And, says Greenberg— the winner of the Tony Award for Best Play in 2003 for Take Me Out—“the light in August was its usual unforgiving self.”

As a result, he says, “I was filled with every kind of anxiety, all kinds of contradictions, in creating a space I was hoping to live in forever while at the same time the world was seeming as if it would come to an end at any minute.” He found that the only thing he could do was write.

What came out of all that apprehension is a play called The Well Appointed Room, and it is currently having its world premiere at Chicago’s Steppenwolf Theater Company, directed by Terry Kinney and starring Tracy Letts, Amy Morton, Josh Charles and Kate Arrington. “This is the play that is saturated with that anxiety—that reflects rather than tries to temper my mood,” Greenberg says.
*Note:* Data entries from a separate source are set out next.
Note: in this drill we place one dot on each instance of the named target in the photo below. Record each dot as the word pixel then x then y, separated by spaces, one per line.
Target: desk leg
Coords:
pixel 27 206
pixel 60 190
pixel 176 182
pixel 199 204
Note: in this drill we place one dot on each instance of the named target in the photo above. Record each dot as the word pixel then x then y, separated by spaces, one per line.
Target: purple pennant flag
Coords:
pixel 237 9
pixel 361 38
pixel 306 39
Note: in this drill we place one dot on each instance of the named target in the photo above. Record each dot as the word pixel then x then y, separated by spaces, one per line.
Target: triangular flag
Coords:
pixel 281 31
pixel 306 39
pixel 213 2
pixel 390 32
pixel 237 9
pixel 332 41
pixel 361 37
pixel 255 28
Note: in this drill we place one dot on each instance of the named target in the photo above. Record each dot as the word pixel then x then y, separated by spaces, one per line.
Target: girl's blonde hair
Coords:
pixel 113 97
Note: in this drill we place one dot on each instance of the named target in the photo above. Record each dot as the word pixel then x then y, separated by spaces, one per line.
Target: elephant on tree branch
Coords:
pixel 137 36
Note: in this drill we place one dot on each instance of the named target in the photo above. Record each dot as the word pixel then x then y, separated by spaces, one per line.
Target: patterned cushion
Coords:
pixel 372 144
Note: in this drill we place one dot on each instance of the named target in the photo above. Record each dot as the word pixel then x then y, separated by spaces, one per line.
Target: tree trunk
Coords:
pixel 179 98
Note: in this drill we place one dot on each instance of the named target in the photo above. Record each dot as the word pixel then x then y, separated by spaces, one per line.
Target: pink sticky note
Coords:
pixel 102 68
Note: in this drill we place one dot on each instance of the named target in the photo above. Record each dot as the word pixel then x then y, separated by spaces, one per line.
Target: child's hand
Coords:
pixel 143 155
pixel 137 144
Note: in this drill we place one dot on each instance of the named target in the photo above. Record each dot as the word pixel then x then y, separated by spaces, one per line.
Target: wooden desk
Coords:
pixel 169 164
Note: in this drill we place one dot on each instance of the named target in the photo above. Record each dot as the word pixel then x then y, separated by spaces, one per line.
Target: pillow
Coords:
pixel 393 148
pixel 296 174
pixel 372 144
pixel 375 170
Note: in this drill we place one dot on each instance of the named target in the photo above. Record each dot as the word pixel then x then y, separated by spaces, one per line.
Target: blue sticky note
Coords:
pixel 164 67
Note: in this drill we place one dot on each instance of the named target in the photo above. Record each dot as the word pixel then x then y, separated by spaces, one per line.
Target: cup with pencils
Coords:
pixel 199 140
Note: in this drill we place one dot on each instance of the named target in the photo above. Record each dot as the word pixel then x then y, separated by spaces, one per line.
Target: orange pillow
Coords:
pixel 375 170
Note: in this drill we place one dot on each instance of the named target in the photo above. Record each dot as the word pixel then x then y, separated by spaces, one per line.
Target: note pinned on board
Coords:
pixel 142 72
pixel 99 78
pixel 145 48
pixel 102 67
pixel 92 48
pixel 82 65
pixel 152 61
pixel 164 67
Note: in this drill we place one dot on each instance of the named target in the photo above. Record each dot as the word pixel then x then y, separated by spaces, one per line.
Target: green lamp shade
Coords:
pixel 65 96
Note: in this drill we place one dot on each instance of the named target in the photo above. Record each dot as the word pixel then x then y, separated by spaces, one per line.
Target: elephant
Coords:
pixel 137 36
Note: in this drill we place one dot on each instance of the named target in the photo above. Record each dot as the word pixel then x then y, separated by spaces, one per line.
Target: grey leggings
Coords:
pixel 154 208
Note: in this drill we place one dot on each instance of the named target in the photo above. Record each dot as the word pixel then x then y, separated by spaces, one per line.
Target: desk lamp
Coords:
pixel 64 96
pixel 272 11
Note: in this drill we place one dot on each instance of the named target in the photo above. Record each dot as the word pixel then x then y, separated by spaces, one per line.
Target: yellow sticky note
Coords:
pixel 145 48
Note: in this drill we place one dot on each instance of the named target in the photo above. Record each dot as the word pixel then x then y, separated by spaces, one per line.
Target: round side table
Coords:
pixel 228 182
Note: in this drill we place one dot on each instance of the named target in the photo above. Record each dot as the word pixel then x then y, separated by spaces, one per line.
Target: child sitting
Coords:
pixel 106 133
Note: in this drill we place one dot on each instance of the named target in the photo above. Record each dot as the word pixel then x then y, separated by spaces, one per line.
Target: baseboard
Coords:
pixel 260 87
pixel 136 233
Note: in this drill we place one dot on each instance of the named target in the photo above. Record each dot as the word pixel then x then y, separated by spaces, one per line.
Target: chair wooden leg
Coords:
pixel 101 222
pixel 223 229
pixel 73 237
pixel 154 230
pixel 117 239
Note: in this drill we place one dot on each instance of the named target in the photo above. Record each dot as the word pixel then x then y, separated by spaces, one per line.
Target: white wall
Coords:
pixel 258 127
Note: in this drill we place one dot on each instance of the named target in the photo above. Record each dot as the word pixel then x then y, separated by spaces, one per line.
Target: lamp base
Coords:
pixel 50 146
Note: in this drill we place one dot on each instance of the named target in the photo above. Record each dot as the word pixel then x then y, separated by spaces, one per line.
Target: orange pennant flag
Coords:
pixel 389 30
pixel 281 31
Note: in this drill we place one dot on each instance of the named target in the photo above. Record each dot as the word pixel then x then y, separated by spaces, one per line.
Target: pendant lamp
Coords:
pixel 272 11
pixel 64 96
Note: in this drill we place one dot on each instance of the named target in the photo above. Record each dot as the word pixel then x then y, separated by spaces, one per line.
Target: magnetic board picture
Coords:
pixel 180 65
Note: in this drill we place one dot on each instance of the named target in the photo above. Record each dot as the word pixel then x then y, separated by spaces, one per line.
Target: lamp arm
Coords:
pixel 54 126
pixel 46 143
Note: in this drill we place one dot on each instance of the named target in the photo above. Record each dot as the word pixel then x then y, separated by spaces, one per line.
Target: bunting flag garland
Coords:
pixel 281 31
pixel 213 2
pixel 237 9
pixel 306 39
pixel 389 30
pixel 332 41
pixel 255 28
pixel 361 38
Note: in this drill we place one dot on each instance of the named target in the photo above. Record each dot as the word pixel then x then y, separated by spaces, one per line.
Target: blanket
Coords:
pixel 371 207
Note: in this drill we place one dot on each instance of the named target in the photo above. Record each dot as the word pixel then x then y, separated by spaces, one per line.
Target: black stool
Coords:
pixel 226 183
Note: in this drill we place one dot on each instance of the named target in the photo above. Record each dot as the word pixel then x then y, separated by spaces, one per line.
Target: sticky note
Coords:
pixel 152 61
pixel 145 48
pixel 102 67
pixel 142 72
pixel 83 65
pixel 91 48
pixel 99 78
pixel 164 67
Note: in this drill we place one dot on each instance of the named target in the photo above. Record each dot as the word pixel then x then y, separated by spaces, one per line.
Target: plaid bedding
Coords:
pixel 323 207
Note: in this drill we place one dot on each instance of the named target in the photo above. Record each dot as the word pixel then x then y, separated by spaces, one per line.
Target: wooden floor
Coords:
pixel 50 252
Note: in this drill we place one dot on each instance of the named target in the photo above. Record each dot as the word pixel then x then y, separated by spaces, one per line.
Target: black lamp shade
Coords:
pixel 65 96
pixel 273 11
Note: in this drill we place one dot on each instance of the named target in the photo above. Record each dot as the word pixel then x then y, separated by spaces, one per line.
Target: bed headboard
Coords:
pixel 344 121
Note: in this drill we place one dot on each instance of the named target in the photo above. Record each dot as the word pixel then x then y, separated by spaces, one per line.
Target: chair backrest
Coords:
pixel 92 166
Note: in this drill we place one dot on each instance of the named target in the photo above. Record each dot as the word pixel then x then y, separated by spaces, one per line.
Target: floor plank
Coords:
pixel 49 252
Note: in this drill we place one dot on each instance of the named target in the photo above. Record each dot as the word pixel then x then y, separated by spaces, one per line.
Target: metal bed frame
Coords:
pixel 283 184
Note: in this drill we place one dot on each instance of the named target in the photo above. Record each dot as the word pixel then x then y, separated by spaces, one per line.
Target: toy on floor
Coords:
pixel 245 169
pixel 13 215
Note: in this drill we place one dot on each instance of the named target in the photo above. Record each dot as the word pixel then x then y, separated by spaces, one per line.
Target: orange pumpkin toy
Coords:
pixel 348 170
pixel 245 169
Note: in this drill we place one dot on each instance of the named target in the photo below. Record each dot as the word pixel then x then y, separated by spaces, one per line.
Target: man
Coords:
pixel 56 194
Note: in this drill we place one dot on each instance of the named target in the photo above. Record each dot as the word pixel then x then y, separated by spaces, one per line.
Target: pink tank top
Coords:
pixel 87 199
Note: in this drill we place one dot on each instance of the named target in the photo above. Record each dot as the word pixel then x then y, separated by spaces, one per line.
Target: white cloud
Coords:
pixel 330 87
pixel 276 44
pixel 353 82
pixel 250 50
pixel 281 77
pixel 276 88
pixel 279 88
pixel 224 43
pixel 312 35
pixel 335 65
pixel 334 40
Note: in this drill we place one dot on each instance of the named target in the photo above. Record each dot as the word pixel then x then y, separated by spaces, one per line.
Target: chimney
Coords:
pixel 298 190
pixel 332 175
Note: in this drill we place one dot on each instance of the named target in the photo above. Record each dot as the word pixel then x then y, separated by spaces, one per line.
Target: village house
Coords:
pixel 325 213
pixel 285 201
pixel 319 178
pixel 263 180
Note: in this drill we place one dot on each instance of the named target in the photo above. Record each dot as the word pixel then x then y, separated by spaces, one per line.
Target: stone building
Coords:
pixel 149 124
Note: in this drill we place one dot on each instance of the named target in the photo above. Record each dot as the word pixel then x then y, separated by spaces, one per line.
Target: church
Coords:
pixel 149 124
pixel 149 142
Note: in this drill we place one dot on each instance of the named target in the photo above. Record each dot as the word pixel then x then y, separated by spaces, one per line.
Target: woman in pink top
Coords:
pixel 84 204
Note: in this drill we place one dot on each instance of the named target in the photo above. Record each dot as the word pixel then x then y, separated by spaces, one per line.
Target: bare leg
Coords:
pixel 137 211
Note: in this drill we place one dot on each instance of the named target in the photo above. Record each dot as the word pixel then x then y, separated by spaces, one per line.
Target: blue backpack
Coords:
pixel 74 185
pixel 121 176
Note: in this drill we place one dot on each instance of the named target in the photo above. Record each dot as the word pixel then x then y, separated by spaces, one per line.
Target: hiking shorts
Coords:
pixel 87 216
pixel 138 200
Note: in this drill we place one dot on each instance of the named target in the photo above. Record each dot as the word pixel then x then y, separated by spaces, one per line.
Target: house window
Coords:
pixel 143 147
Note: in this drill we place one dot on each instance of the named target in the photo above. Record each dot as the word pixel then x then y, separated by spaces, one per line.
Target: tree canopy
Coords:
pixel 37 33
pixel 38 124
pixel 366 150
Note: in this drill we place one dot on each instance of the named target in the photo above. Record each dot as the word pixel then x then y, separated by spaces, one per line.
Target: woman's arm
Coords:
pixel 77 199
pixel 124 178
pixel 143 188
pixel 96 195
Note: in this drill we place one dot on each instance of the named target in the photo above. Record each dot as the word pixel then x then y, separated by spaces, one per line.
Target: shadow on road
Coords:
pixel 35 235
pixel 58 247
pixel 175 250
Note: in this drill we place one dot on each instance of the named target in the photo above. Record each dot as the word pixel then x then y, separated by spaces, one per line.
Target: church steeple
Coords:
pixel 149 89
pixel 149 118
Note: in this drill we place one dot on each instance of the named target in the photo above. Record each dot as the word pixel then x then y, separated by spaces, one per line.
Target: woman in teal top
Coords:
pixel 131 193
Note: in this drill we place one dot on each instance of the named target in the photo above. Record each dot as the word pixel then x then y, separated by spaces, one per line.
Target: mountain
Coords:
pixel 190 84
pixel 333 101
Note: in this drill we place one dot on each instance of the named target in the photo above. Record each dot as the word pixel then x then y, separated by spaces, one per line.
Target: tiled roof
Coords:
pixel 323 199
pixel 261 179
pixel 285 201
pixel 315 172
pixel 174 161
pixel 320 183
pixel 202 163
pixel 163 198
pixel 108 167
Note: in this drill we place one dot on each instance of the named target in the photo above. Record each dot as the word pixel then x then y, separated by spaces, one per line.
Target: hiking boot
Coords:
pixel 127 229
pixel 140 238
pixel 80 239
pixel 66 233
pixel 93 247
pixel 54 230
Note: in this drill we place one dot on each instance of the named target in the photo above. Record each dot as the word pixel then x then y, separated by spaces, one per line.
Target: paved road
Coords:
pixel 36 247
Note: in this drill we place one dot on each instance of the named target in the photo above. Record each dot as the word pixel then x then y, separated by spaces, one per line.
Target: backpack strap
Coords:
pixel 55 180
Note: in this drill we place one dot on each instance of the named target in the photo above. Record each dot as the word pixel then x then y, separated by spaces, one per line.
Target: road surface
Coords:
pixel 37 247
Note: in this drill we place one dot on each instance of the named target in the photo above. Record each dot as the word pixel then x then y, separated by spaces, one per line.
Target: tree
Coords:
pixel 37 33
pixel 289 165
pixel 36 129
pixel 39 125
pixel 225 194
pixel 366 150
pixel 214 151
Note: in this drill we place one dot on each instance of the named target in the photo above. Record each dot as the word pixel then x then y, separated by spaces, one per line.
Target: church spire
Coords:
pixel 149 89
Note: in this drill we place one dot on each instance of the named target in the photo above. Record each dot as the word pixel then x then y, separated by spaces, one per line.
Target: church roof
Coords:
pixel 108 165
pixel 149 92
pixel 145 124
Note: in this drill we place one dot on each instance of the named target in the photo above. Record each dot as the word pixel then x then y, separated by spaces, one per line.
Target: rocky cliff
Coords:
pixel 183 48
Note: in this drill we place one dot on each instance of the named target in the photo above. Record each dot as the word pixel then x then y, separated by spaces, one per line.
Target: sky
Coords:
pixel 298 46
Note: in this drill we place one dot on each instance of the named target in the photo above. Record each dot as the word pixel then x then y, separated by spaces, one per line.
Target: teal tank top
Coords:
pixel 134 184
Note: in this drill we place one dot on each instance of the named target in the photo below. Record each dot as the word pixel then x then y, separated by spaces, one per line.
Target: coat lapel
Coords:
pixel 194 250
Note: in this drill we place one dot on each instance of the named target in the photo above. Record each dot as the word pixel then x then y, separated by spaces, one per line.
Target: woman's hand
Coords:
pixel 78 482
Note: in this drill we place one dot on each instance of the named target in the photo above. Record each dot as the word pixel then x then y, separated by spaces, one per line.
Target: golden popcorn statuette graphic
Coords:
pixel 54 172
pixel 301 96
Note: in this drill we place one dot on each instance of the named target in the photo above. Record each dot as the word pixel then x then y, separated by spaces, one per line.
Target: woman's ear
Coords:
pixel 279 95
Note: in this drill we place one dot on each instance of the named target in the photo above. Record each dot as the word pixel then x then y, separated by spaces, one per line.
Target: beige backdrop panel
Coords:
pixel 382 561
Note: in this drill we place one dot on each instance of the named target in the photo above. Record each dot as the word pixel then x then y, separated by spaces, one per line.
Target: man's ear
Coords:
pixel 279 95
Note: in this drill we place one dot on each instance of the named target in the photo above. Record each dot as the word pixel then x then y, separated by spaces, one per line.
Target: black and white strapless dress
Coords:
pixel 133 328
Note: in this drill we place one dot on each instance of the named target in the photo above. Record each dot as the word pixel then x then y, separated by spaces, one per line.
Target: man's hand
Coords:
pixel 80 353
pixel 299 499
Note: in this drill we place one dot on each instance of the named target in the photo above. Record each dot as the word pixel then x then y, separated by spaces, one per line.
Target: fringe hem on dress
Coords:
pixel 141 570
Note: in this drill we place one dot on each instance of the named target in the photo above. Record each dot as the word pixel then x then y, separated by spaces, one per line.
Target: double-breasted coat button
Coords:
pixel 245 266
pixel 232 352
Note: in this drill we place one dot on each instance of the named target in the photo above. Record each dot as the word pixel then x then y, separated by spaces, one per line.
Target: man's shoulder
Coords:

It’s actually two one-act plays, both of which take place in the early years of the twenty-first century and both of which are set in an apartment very much like the one he was renovating.

“The first one spans 45 minutes in a morning, probably in 2002. The second goes from 2000 to maybe 2005—it’s not all that specific. The first is about something that happens between a playwright and his wife. All I’ll say about the second is that it’s about a young married couple who are going to have a baby —that’s absolutely true, and it’s as misleading as it could possibly be.”

This is a busy season for Greenberg. Another new play, A Naked Girl on the Appian Way, was presented in the fall by the Roundabout Theatre Company in New York. His new play Bal Masque is scheduled for April at Theatre J in Washington, D.C. Another new play, The House in Town, is due at Lincoln Center Theater in May. And, a revival of his Three Days of Rain is planned for Broadway in March—starring Julia Roberts.

But, Greenberg says, he doesn’t look at the season as anything special. Long ago, he says, he “decided to stop reading reviews. And then I decided to stop reading anything about myself. I’ve trained everyone in my life to become absolutely virtuous at not saying anything. The effect has been to normalize my work. That’s why I’m doing so much work now—because those things that get in the way of other people don’t get in my way.”

He finds it useful, he says, “to think of working in the theatre as a job. I know it isn’t a normal job, but the more I can make it that way, the better off I am. So this year, it just feels like I’m doing a lot of work. And, after all, most people work at least 40 hours a week— so what’s the big deal?”